Ma, d'altro lato, l'islamismo è tragicamente limitato dal suo maschilismo ossessivo, per cui, se è legale la poligamia (secondo il Corano è possibile avere fino a tre mogli e altre mogli provvisorie), è punita  con la disumana lapidazione (come ieri in Somala) la poliandria (una donna che ha più mariti), che dovrebbe essere riconosciuta per un discorso di doverosa parità.

L'islamismo per la sua dogmatica presunzione di essere superiore al cristianesimo, allo stesso ebraismo, per il suo aperto universalismo, che si contrappone all'idea di un popolo eletto, e ad altre religioni politeiste o peggio animiste dell'Estremo Oriente, dell'Africa, per non parlare delle religioni classiche greca e romana,  è portato inevitabilmente all'intolleranza radicale, concedendo al massimo una limitata, e sempre provvisoria, tolleranza ad altre fedi.

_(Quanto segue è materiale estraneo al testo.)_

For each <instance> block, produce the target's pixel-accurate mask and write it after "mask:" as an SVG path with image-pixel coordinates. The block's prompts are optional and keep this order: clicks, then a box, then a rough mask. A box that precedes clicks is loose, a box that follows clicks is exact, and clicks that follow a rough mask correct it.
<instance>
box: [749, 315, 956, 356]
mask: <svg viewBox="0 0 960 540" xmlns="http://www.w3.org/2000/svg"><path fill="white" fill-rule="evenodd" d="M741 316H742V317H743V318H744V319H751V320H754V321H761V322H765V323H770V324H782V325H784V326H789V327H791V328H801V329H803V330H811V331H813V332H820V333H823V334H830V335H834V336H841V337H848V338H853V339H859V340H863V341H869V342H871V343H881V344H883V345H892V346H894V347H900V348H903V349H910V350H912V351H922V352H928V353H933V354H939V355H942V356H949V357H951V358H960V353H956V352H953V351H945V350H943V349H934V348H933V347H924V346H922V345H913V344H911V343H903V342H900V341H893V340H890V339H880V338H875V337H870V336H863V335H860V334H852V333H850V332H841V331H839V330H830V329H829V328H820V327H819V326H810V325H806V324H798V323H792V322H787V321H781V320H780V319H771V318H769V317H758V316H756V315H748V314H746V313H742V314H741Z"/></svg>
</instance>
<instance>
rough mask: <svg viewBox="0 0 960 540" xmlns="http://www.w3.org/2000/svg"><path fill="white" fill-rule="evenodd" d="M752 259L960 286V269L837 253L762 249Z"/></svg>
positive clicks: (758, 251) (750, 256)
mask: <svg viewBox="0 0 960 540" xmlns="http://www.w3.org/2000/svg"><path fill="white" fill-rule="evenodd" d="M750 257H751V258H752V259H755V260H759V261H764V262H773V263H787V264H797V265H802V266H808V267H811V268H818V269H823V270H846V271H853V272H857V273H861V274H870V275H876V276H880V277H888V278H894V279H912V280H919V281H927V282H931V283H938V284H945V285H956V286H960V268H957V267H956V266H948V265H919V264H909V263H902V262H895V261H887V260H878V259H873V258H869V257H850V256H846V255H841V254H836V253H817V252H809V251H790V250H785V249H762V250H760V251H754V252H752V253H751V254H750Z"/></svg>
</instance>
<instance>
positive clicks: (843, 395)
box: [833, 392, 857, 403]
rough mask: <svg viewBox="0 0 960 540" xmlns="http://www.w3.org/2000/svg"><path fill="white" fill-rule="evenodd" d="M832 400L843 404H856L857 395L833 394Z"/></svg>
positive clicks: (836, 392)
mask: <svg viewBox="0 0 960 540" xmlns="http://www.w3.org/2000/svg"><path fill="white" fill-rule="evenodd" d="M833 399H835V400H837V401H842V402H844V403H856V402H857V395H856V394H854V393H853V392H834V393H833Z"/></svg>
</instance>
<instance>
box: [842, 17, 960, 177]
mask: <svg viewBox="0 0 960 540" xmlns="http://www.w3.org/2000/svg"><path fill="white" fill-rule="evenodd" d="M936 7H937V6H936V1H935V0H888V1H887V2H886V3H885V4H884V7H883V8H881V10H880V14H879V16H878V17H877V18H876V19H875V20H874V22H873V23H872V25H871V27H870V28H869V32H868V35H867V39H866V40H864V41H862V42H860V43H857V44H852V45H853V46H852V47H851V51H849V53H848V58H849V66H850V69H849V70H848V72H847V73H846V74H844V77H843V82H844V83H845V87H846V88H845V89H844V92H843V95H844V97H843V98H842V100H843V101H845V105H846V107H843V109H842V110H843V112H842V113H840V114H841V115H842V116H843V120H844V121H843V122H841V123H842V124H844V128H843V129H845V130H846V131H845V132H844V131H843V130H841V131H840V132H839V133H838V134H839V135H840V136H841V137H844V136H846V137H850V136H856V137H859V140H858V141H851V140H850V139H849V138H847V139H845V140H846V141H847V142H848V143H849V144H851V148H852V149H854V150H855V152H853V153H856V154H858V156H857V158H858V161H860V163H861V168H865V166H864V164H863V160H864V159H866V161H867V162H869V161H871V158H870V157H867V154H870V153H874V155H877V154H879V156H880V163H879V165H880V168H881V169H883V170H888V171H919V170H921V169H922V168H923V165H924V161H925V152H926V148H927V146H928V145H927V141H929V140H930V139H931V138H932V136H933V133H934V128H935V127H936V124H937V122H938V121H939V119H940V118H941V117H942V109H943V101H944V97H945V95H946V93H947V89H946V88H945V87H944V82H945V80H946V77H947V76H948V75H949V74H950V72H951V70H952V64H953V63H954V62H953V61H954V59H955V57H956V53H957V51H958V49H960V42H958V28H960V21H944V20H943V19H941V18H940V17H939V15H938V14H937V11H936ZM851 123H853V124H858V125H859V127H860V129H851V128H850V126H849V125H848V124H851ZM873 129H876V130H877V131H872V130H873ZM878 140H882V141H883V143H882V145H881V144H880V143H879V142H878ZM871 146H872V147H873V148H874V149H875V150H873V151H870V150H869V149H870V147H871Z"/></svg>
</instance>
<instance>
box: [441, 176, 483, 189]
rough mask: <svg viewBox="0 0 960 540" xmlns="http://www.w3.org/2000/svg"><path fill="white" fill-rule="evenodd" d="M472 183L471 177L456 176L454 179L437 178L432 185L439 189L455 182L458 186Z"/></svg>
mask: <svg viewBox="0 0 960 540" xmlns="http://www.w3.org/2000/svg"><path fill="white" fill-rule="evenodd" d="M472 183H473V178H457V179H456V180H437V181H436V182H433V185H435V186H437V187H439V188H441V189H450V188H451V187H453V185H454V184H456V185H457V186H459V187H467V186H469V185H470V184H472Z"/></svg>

L'islamismo infine, nel suo nascere e configurarsi storicamente, nella vita di Maometto, e poi nella lettera del Corano, riconosce legittimità alla violenza e alla guerra santa (dimensioni assenti nella vita di Cristo e nei Vangeli) e quindi alimenta e giustifica l'uso di essa fino al tragico terrorismo islamico di oggi, al di là di poco convincenti, deboli posizioni e argomentazioni contrarie di iman e di fedelii islamici.

Come se ne esce per la povera umanità coinvolta in questo terribile conflitto latente e spesso esplicito  tra cristianesimo e islamismo,  in particolare per noi semplici, umili, appassionati uomini e donne liberi, che non vogliono qualificarsi nè col nome di Cristo, nè con quello di Maometto, o di altro personaggio storico, che vogliono essere semplicemente "persone umane libere", che accettano serenamente la nostra condizione di esseri naturali destinati alla morte e che vivono la normalità e la naturalezza con la propria dimensione emozionale, con la propria sessualità, forma anche di linguaggio, di comunicazione  non verbali, che non vogliono avere a che fare con posizioni dure e dogmatiche di chi crede di avere la verità (" Io sono la via, la verità, la vita", espressione esemplare di tutte le posizioni fanatiche) e vede gli altri come pecorelle smarrite o infedeli da convertire con le buone o con le cattive maniere ?

Si tratta oggi di una delle questioni aperte più gravi per la povera Umanità (accanto alla questione ambientale, a quelle degli armamenti apocalittici, della fame, dell'ignoranza, della disoccupazione), che dovrebbe essere oggetto di una discussione collettiva costante e coraggiosa nei mezzi di informazione, della politica, nelle scuole, nelle università, nelle famiglie, nel mondo culturale.

Invece niente: tutto procede nello stordimento collettivo planetario, coi cristiani, che accrescono ed enfatizzano le loro posizioni contraddittorie, e gli islamici che si irrigidiscono ancora di più nelle loro posizioni di dogmatica superiorità.

Si crede che solo "una internazionale di uomini e donne libere, al di là delle lingue, del colore della pelle", consapevoli del rischio che sta correndo la povera Umanità, si costituisca coi miracolosi mezzi oggi a disposizione (internet, comunicazioni con traduzioni simultanee tra le varie lingue), dialoghi e si coordini, per individuare prime realistiche azioni di contrasto nei confronti di questa deriva tragica del conflitto tra cristianesimo e islamismo, accanto a quelli ideologici di altre presunzioni dogmatiche, quali quelle del comunismo di origine marxista, che flagella parti rilevanti del pianeta (in particolare l'immensa Cina, la tragica Corea del Nord, il Vietnam, Cuba e forze postcomuniste della scomparsa URSS).